Mehr als nur im Kader dabei zu sein und in die Startelf des Stammvereins aufzusteigen, ist für Talente aus der eigenen Jugend in allen europäischen Ligen eine große Herausforderung. Das macht die Umrechnung der Spielbeteiligung auf ein typisches Spieltagszenario deutlich (ABB. 02): Demnach kommen nur zwei selbst ausgebildete Spieler in die Startelf und einer auf die Ersatzbank. Der Rest des Spieltagkaders besteht aus sieben ausländischen und acht einheimischen Spielern, davon stellen vier ausländische und fünf einheimische Spieler die Startelf. Ein weiteres Indiz, dass junge Spieler weniger Möglichkeiten haben, in ihren Ausbildungsvereinen erfolgreich zu sein, ist geringe Zahl der Debütanten. Durchschnittlich einer pro Jahr schafft den Aufstieg, so die Studienergebnisse.

Wie wirksam ist die Nachwuchsförderung tatsächlich?

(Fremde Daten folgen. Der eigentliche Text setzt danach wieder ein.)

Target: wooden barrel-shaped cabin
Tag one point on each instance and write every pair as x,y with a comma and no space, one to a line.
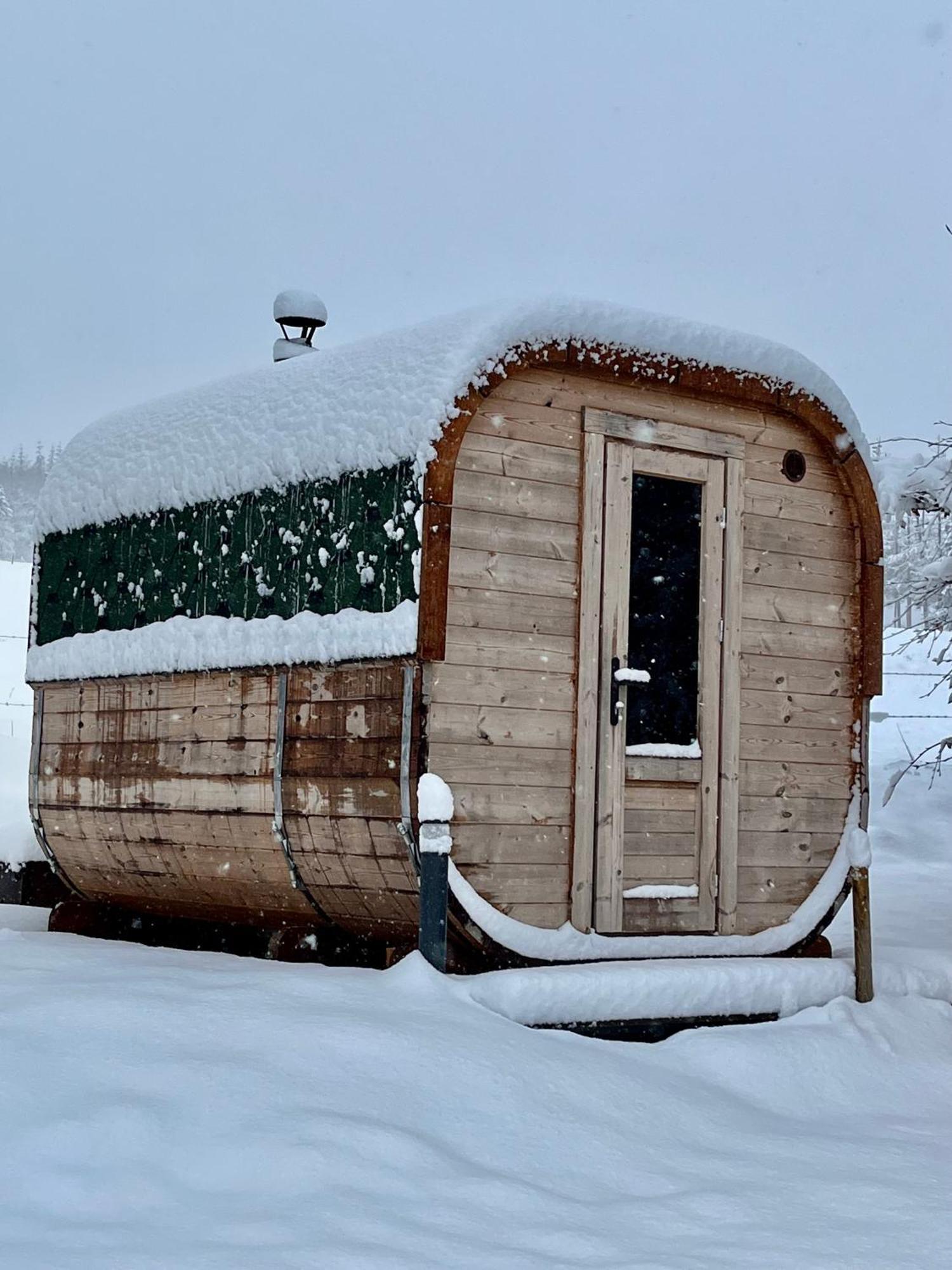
614,577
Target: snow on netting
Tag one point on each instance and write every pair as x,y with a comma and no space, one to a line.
315,547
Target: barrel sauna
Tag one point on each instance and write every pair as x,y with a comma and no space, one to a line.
615,578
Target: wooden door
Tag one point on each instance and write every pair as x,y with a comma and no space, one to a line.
659,699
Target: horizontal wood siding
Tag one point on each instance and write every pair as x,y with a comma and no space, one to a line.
511,601
158,793
502,704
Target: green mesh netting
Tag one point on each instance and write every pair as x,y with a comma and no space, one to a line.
318,545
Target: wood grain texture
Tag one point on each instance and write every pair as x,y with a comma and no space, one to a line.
158,793
155,841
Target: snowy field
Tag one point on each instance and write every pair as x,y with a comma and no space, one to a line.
167,1109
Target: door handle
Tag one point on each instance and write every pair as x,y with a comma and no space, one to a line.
616,707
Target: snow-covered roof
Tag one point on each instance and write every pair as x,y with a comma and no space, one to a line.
365,406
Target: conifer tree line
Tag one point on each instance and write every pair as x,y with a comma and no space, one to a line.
21,482
916,498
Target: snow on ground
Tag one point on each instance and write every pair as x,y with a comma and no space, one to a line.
205,1112
17,841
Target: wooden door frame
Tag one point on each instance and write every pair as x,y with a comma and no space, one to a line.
598,427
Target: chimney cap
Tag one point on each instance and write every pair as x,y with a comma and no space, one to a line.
301,309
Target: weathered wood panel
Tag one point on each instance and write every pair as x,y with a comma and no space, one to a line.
158,793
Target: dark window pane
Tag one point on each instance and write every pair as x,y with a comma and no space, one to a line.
663,610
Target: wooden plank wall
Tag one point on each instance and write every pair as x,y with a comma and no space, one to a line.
158,793
502,713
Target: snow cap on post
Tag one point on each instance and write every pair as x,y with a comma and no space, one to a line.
435,808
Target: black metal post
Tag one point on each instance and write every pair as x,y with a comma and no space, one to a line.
435,886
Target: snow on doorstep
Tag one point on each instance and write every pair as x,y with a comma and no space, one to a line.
663,989
662,891
209,643
568,944
664,750
435,799
628,676
366,406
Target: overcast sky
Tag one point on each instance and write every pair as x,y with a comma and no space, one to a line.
781,168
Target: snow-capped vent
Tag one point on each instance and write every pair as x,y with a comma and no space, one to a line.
286,349
367,406
299,311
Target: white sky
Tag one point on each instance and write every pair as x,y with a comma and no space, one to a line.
781,168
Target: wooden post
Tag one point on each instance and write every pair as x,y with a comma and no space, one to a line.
863,934
435,892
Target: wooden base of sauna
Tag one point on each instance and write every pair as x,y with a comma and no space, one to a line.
652,1031
286,943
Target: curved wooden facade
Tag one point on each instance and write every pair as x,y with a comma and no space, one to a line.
159,793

Die Studie zeigt: Toptalente haben es schwer, sich im Stammverein in die erste Mannschaft zu spielen. Weil vermehrt Spieler aus dem Ausland eingekauft und in den Vereinen aufgebaut werden, bekommen eigene Nachwuchstalente seltener die Chance, ihre Stärken zu zeigen und sich über mehrere Spiele hinweg zu beweisen. Stattdessen, beklagen die Autoren, werden junge Spieler kurzfristig an unterklassige Vereine ausgeliehen und B-Kader von Spitzenvereinen in unterklassigen Ligen oder speziellen U21-Wettbewerben eingesetzt, um junge Spieler zu entwickeln und zu fördern. Möglicherweise könnte eine Herabsetzung der Spielerlaubnis von 21 Jahren auf 18 Jahre für die „Local Player“-Regelung dazu führen, dass die Vereine mehr in die Entwicklung junger Spieler investieren. Weil die europäische Rechtsgrundlage Transfers erst ab 16 Jahren zulässt, sind jüngere Spieler weniger mobil. Lokale Talente hätten damit mehr Entwicklungschancen, so die Autoren.

Die vorgestellten Entwicklungstrends deuten darauf hin, dass die Vereine eher auf externe Transfers neuer Spieler setzen als darauf, Talente aus der eigenen Nachwuchsarbeit hochzuziehen. Dem Argument, dass es in der Jugendarbeit an Spitzenpotenzial fehle, widersprechen die Autoren: „Man sollte sich darüber im Klaren sein, dass Nachwuchsspieler sich stetig ihrem Alter entsprechend entwickeln und reifen. Vereine sollten daher Geduld im Umgang mit selbst ausgebildeten Spielern aufbringen, zumal unsere Analyse zeigt, dass eine zunehmende Beteiligung von Eigengewächsen an Spielen den Erfolg des Vereins nicht beeinträchtigt.“

Zudem gibt es in der Bundesliga einen finanziellen Anreiz für die Vereine, ihre eigenen Talente einzusetzen: Zwei Prozent der nationalen Medienerlöse werden für "Local Player"-Einsätze ausgeschüttet. Laut DFL-Sportreport 2020 waren das in der Spielsaison 2018/2019 insgesamt mehr als 22 Millionen Euro.

Die Inhalte basieren auf der Studie “Youth-to-Senior Transition in Elite European Club Soccer”, die 2021 im “International Journal of Exercise Science” veröffentlicht wurde.

Literatur

  1. Carpels, T., Scobie, N., Macfarlane, N., & Kemi, O. J. (2021): Youth-to-senior transition in elite European club soccer. Int J Exerc Sci, 14(6), 1192-1203.